III - La mort de l'activité, l'abandon, et la disparition des bâtiments


Le métier de tanneur a toujours été considéré comme un métier déshonorant, le traitement des peaux était perçu par la grande majorité de la population comme répugnant. les peaux sont achetées aux bouchers, aux paysans des environs ainsi qu'à des exportateurs. L'ébourrage et l'écharnage dégoûtent véritablement, la peau est raclée, poils, graisse, chairs évoquent l'abattoir, la matière morte, la putréfaction. BOURDE de la ROGERIE dans son introduction au tome III de « l'Inventaire des Archives du Finistère » souligne  « la très ancienne coutume de Bretagne » 1330-1340 instituée par JEAN III : « Ceux qui sont vilainâtres  de quelques lignages qu'ils soient, qu'ils s'entremettent de vilains métiers comme être… écorcheurs de chevaux, de vilaines bêtes, porteurs de plateaux en taverne ». Dans les mentalités, le tanneur est dévisagé, montré littéralement du doigt, dénoncé, il est placé dans la catégorie des parias. il est dégradé civiquement et privé de certains droits : « l'infâme ne doit pas être sénéchal, juge, ni arbitre, ni autre officiel, tuteur, curateur, administrateur ni procureur, ni être témoin, ce rien qu'il fit (en ces qualités) ne devrait tenir ni être de nulle valeur ». De plus l'odeur du tanin d'un point de vue général tendait à accentuer l'image dégradante perçue par la population. deux arrêtés de la cour de cassation des 2 juin 1842 et 18 décembre 1843 interdisaient « d'appendre à l'extérieur des maisons et dans les rues, les peaux tannées qui incommodent les passants et peuvent occasionner des accidents ».
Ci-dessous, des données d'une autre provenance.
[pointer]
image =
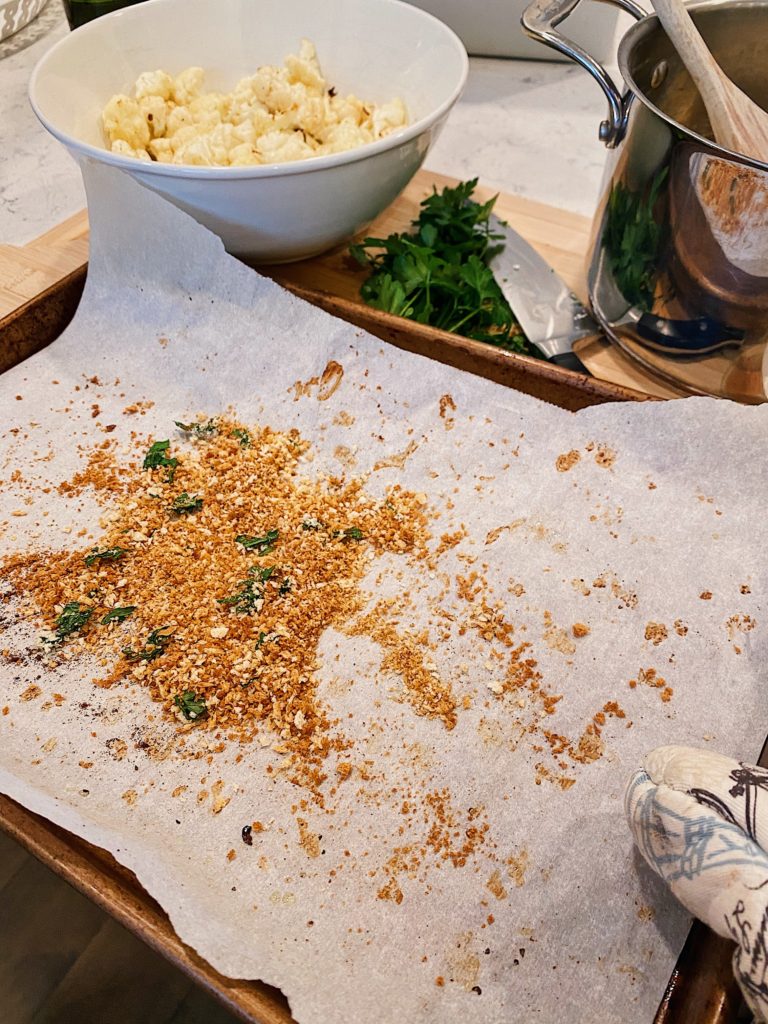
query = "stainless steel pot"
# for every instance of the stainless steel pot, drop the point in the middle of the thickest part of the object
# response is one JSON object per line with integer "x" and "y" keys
{"x": 678, "y": 268}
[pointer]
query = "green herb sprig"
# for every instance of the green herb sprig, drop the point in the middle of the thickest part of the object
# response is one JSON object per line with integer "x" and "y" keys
{"x": 105, "y": 555}
{"x": 190, "y": 706}
{"x": 155, "y": 645}
{"x": 260, "y": 545}
{"x": 635, "y": 232}
{"x": 251, "y": 592}
{"x": 439, "y": 274}
{"x": 201, "y": 429}
{"x": 185, "y": 504}
{"x": 73, "y": 617}
{"x": 158, "y": 457}
{"x": 119, "y": 614}
{"x": 243, "y": 436}
{"x": 350, "y": 534}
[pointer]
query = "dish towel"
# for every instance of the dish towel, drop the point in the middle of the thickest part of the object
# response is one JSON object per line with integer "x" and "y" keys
{"x": 700, "y": 820}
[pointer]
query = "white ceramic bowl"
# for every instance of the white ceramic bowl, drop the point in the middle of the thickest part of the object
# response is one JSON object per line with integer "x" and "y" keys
{"x": 375, "y": 48}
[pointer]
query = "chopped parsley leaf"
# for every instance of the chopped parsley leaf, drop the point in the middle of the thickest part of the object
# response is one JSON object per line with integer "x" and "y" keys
{"x": 350, "y": 534}
{"x": 266, "y": 638}
{"x": 200, "y": 429}
{"x": 261, "y": 545}
{"x": 155, "y": 645}
{"x": 158, "y": 457}
{"x": 243, "y": 436}
{"x": 190, "y": 706}
{"x": 251, "y": 594}
{"x": 105, "y": 555}
{"x": 119, "y": 614}
{"x": 74, "y": 616}
{"x": 185, "y": 504}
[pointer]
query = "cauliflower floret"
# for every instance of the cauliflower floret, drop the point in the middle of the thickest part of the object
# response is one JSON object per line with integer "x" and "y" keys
{"x": 244, "y": 155}
{"x": 154, "y": 83}
{"x": 154, "y": 110}
{"x": 280, "y": 146}
{"x": 178, "y": 118}
{"x": 271, "y": 88}
{"x": 347, "y": 109}
{"x": 197, "y": 153}
{"x": 123, "y": 121}
{"x": 187, "y": 85}
{"x": 346, "y": 135}
{"x": 273, "y": 116}
{"x": 305, "y": 68}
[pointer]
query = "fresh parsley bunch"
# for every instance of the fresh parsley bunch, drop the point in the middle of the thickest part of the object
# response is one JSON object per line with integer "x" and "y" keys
{"x": 439, "y": 274}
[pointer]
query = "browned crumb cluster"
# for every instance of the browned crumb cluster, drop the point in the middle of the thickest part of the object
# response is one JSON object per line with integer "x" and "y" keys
{"x": 649, "y": 677}
{"x": 223, "y": 632}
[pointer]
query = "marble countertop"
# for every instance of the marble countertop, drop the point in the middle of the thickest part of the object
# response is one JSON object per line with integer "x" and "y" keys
{"x": 526, "y": 127}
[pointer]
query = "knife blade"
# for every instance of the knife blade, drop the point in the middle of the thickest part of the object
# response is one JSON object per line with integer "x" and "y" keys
{"x": 545, "y": 307}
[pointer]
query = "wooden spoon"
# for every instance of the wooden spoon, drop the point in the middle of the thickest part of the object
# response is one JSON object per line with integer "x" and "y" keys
{"x": 738, "y": 123}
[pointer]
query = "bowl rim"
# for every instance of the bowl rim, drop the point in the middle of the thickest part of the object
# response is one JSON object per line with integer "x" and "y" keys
{"x": 305, "y": 166}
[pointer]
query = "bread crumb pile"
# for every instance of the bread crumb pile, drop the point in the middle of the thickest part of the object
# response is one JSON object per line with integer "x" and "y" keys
{"x": 219, "y": 568}
{"x": 276, "y": 115}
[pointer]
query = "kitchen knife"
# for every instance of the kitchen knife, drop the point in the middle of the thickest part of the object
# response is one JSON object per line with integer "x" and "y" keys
{"x": 543, "y": 304}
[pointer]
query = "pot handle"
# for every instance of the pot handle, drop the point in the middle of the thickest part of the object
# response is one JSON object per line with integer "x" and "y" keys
{"x": 539, "y": 20}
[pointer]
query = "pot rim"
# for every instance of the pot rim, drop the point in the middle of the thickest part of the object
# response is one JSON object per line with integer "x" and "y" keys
{"x": 640, "y": 30}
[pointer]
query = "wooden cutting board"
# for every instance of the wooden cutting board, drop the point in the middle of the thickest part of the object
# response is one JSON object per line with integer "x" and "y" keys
{"x": 333, "y": 281}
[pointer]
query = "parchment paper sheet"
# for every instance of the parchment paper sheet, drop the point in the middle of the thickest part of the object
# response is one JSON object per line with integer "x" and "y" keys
{"x": 675, "y": 508}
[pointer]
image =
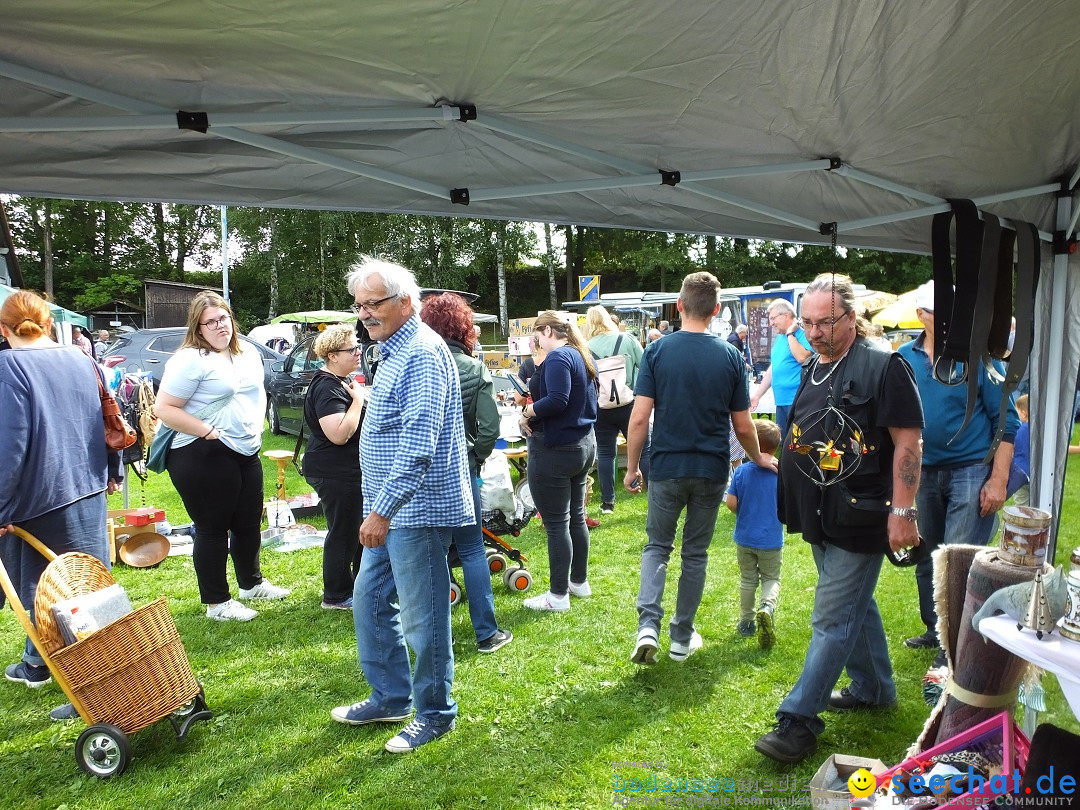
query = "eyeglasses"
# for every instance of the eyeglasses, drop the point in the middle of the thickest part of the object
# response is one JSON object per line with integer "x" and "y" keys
{"x": 826, "y": 324}
{"x": 369, "y": 306}
{"x": 217, "y": 322}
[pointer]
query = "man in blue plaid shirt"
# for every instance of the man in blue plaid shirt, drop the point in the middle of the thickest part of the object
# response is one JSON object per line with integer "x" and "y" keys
{"x": 416, "y": 490}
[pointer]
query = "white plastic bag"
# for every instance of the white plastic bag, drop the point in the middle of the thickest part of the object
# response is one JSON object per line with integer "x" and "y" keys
{"x": 497, "y": 488}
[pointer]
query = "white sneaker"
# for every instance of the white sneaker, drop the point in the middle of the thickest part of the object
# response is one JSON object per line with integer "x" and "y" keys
{"x": 265, "y": 590}
{"x": 582, "y": 591}
{"x": 548, "y": 601}
{"x": 683, "y": 651}
{"x": 645, "y": 650}
{"x": 230, "y": 610}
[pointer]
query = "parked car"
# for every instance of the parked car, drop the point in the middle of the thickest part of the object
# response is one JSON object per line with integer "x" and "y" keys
{"x": 288, "y": 383}
{"x": 147, "y": 350}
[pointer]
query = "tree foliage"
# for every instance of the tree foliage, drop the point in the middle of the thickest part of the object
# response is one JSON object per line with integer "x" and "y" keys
{"x": 284, "y": 260}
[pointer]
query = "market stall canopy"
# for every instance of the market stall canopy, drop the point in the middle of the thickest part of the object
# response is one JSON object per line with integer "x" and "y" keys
{"x": 858, "y": 119}
{"x": 319, "y": 315}
{"x": 744, "y": 119}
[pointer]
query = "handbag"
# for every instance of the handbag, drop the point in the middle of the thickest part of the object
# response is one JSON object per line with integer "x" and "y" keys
{"x": 119, "y": 434}
{"x": 157, "y": 457}
{"x": 611, "y": 377}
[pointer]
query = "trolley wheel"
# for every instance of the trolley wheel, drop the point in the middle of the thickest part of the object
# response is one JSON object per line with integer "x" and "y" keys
{"x": 103, "y": 751}
{"x": 497, "y": 563}
{"x": 517, "y": 579}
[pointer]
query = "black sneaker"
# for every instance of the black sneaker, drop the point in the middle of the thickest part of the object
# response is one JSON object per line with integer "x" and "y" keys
{"x": 791, "y": 741}
{"x": 31, "y": 676}
{"x": 842, "y": 700}
{"x": 926, "y": 642}
{"x": 501, "y": 638}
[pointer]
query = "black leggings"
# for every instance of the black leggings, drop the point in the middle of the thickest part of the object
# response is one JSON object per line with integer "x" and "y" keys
{"x": 223, "y": 493}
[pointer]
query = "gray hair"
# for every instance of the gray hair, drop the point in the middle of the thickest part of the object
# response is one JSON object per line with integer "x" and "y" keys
{"x": 397, "y": 281}
{"x": 845, "y": 289}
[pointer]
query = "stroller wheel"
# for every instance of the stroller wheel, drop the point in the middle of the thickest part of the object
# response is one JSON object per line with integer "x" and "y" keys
{"x": 517, "y": 579}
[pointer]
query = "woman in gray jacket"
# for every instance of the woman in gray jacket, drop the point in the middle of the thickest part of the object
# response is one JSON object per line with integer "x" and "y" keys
{"x": 448, "y": 315}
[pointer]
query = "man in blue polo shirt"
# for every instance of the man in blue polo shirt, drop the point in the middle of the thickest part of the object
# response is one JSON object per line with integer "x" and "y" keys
{"x": 960, "y": 491}
{"x": 791, "y": 349}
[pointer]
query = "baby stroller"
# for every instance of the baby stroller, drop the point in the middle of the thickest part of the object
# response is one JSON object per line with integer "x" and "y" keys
{"x": 502, "y": 557}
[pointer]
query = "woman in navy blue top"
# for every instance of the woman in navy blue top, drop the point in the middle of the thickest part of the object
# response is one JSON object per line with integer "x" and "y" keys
{"x": 562, "y": 450}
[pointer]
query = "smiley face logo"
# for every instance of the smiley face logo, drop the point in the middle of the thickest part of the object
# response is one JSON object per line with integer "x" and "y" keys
{"x": 862, "y": 783}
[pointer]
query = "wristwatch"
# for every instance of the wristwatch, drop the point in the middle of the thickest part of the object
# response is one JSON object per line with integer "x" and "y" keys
{"x": 908, "y": 513}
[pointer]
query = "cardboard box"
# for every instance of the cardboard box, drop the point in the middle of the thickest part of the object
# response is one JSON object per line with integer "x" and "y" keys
{"x": 143, "y": 516}
{"x": 828, "y": 786}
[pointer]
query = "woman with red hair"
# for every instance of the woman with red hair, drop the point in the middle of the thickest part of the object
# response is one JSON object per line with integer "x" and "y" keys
{"x": 56, "y": 469}
{"x": 450, "y": 318}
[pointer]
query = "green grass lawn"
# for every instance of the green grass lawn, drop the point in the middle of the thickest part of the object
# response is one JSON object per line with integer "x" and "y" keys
{"x": 542, "y": 724}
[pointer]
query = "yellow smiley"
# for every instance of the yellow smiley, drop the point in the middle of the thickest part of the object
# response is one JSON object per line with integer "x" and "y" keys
{"x": 862, "y": 783}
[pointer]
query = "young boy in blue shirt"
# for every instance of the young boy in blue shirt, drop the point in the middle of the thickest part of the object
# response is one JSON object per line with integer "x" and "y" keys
{"x": 759, "y": 538}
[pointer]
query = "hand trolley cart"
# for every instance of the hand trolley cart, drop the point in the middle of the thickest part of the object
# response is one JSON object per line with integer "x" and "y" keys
{"x": 123, "y": 677}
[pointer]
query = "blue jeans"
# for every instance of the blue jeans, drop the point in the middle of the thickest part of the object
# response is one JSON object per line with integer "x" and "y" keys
{"x": 609, "y": 423}
{"x": 403, "y": 596}
{"x": 469, "y": 541}
{"x": 557, "y": 484}
{"x": 846, "y": 631}
{"x": 948, "y": 513}
{"x": 667, "y": 498}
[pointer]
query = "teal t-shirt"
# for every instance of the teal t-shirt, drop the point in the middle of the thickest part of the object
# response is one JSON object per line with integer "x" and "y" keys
{"x": 696, "y": 381}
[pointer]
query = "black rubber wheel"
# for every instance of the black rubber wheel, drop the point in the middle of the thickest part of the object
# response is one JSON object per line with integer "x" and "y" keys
{"x": 103, "y": 751}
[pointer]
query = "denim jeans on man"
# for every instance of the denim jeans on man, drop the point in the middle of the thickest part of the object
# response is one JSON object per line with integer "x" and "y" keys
{"x": 609, "y": 423}
{"x": 667, "y": 498}
{"x": 410, "y": 564}
{"x": 469, "y": 541}
{"x": 948, "y": 513}
{"x": 846, "y": 631}
{"x": 557, "y": 485}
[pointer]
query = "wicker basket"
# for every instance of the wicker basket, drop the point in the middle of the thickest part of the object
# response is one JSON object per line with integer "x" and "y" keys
{"x": 131, "y": 673}
{"x": 72, "y": 574}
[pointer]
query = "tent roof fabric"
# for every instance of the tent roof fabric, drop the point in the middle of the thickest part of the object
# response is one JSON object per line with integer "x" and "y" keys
{"x": 578, "y": 109}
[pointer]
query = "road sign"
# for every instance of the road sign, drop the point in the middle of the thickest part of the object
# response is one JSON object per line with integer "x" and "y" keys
{"x": 589, "y": 288}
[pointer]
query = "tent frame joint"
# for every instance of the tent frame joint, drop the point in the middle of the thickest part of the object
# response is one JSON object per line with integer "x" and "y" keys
{"x": 192, "y": 121}
{"x": 670, "y": 178}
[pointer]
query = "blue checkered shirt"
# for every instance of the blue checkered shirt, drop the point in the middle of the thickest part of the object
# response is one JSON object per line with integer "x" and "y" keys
{"x": 413, "y": 448}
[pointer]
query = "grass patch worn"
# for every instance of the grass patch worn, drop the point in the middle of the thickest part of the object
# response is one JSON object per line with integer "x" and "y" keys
{"x": 552, "y": 720}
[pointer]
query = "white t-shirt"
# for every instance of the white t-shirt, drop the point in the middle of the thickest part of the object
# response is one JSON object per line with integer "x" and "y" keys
{"x": 202, "y": 378}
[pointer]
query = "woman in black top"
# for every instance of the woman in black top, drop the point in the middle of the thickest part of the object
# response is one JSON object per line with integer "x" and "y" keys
{"x": 333, "y": 412}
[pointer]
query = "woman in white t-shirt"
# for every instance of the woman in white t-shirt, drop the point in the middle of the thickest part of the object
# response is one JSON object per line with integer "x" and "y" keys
{"x": 212, "y": 394}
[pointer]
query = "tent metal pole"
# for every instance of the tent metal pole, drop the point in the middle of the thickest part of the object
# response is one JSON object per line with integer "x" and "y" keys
{"x": 869, "y": 179}
{"x": 167, "y": 121}
{"x": 650, "y": 178}
{"x": 1055, "y": 430}
{"x": 854, "y": 225}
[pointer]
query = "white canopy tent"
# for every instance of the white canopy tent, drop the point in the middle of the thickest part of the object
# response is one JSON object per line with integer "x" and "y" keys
{"x": 767, "y": 120}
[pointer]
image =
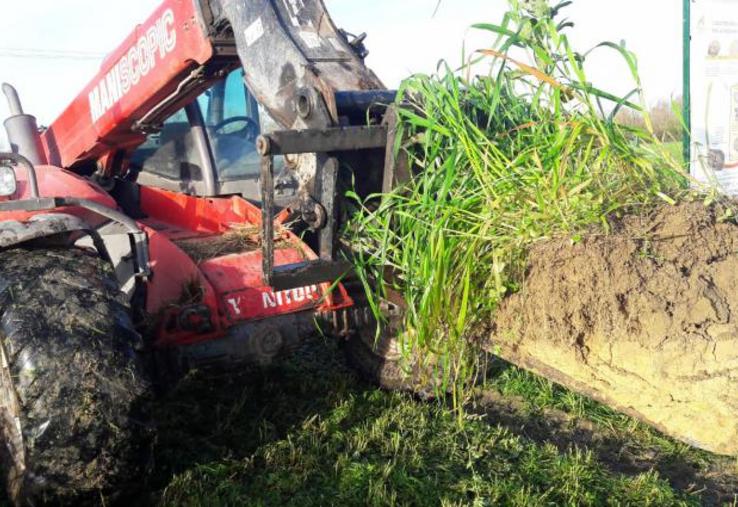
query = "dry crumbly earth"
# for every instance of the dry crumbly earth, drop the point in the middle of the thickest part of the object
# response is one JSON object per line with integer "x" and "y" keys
{"x": 644, "y": 319}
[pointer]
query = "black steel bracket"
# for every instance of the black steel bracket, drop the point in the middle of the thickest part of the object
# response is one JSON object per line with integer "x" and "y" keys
{"x": 291, "y": 142}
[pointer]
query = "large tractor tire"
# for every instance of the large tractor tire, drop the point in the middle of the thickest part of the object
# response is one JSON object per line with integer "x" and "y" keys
{"x": 74, "y": 397}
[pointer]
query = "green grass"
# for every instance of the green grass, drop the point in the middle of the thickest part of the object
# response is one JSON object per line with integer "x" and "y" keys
{"x": 527, "y": 152}
{"x": 309, "y": 433}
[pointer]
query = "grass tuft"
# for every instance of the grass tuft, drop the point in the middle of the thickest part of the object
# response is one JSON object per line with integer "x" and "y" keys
{"x": 526, "y": 152}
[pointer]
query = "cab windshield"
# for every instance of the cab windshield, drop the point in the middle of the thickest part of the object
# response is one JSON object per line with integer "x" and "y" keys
{"x": 232, "y": 120}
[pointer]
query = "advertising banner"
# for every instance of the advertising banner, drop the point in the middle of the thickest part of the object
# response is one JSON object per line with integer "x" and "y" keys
{"x": 714, "y": 92}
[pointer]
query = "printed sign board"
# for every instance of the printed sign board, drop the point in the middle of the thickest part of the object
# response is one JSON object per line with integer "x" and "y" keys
{"x": 713, "y": 90}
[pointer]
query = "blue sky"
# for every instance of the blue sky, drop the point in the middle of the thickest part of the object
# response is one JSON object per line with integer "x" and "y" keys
{"x": 404, "y": 37}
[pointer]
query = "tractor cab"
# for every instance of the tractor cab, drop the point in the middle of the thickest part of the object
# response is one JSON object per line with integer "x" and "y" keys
{"x": 208, "y": 148}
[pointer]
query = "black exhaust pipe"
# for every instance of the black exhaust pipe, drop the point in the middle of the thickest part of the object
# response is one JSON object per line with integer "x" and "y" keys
{"x": 22, "y": 129}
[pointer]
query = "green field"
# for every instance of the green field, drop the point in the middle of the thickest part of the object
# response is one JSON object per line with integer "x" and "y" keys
{"x": 308, "y": 432}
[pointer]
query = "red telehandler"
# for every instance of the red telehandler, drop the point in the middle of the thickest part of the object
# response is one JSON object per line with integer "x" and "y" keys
{"x": 191, "y": 190}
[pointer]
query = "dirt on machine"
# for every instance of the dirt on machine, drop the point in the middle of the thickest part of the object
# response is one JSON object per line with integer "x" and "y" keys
{"x": 185, "y": 212}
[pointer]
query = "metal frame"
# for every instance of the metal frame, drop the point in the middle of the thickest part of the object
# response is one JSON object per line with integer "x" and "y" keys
{"x": 294, "y": 142}
{"x": 37, "y": 203}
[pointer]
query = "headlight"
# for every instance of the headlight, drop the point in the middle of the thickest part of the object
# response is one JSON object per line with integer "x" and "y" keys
{"x": 7, "y": 181}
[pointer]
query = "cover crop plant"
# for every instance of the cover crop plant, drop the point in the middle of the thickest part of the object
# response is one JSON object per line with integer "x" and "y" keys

Matière morte et puanteur sont des notions qui omnubilent les gens, si bien que leur vision est faussée bien qu'en 1539, l'infamie est supprimée réhabilitant le métier, son importance économique et sa nécessité.

La tannerie emploie un grand nombre de personnes. Sous l'ancien régime, elle était très prospère y compris par la suite pendant la période révolutionnaire. En amont et en aval ce sont également d'autres industries qui sont intéressées  employant elles aussi beaucoup de personnes.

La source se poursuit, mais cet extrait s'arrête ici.